The DSP industry is currently undergoing a generational change driven by three factors: architectural innovation, process technology, and system integration. Architecturally, DSPs have to improve their performance by means of higher levels of parallelism and incorporating multiple data paths and execution units. Process technology remains the primary driver of performance by increasing clock rates and transistor counts. At the same time, DSP power consumption should decrease. DSPs with drawn geometries of 0.35-µm in the 1995 to 1996 timeframe are now being delivered in 0.25-µm, with 0.18-µm expected in late 1999.

A software radio could offer more flexibility by realizing multimode and multiband radio. It could present "on-the-fly" specification change and additional functions and/or services. It also could offer autonomous selection of air-interface standards according to environments (home, office, outdoor, vehicle) and user needs (voice, data, audio).

The driver for the development of software-radio base stations is likely to be the introduction of third-generation systems. But, huge investments are needed for first- and second-generation wireless systems. These make it unattractive—at least for the present time—for operators to consider a software-radio network deployment in the near future.

We can expect, then, that world- wide base-station and handset manufacturers see the software radio as a remote opportunity (a technological vision) and will focus on a commercially viable version of it. This pragmatic approach results in the digital programmable radio, which bridges the gap between second- and third- generation systems. We can also predict the acceleration of the development of software-radio architectures.
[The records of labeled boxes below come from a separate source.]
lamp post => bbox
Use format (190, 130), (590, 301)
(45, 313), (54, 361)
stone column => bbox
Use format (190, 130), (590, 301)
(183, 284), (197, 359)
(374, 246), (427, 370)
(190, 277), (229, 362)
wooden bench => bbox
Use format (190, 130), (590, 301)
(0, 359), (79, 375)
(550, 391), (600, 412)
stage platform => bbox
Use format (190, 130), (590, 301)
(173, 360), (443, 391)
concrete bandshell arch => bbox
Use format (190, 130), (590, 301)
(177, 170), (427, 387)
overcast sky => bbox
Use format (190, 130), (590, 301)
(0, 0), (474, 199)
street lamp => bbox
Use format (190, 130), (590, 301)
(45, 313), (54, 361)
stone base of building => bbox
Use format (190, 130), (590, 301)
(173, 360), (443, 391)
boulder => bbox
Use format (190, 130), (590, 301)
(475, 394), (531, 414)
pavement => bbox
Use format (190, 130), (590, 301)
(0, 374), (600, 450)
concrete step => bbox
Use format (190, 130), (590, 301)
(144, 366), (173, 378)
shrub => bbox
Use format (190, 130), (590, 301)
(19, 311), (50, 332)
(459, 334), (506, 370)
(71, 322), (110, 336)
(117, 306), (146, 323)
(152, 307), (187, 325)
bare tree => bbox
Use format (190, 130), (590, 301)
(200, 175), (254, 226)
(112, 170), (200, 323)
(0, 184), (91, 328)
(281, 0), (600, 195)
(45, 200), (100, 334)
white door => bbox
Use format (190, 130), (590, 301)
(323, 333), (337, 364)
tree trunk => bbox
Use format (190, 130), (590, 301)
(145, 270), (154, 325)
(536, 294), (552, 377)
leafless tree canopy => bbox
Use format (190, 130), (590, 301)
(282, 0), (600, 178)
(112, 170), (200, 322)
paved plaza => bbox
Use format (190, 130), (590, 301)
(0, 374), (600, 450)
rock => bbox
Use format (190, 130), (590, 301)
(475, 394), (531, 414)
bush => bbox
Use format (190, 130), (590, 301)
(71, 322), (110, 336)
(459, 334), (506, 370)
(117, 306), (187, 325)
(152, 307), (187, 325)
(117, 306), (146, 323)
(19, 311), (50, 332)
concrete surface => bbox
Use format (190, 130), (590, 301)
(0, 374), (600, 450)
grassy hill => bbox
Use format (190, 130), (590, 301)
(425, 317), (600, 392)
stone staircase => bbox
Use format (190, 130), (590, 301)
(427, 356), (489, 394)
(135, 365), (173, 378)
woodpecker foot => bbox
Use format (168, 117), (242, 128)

The market discontinuity, represented by third-generation systems, will create a demand in the same way GSM did for real-time DSP in the late 1980s and early 1990s.

References:

  1. Mitola, J., "The Software Radio," Proceedings of the IEEE National Telesystems Conference, Feb. 1998, Boston, Mass.
  2. Lackey and Upmall, "SPEAKeasy: The Military Software Radio," IEEE Communications Magazine, May 1995, pp. 56-61.
  3. Gratzek, T., "Software Radios for Cellular/PCS Base Stations: Fact or Fiction," Proceedings of the 1998 International Symposium on Advanced Radio Technologies, Sept . 1998, Boulder, Colo.
  4. Proceedings of First International Workshop on Software Radios, June 1998, Rhodes, Greece.
  5. Efstathiou, D., Zvonar, Z., "Transmitter and Receiver Design for Software Radio Base Stations: Enabling Technologies and Components," Proceedings of 3rd ACTS Mobile Communications Summit '98, June 1998, Rhodes, Greece.
  6. Brannon, B., "Wide-Dynamic Range A/D Converters Pave the Way for Wideband Digital Radio Receivers," EDN, Nov. 7, 1996, pp. 187-205.
  7. Brannon, B., "Overcoming Converter Non-Linearities with Dither," Analog Devices Application Note, number AN-410.
  8. Efstathiou, D., Aghvami, A. H., "Preamble-less Non-Decision-Aided (NDA) Feed-forward Synchronisation Techniques for 16-QAM TDMA Demodulators," IEEE Transactions on Vehicular Technology, Vol. 47, No. 2, May 1998, pp. 673-685.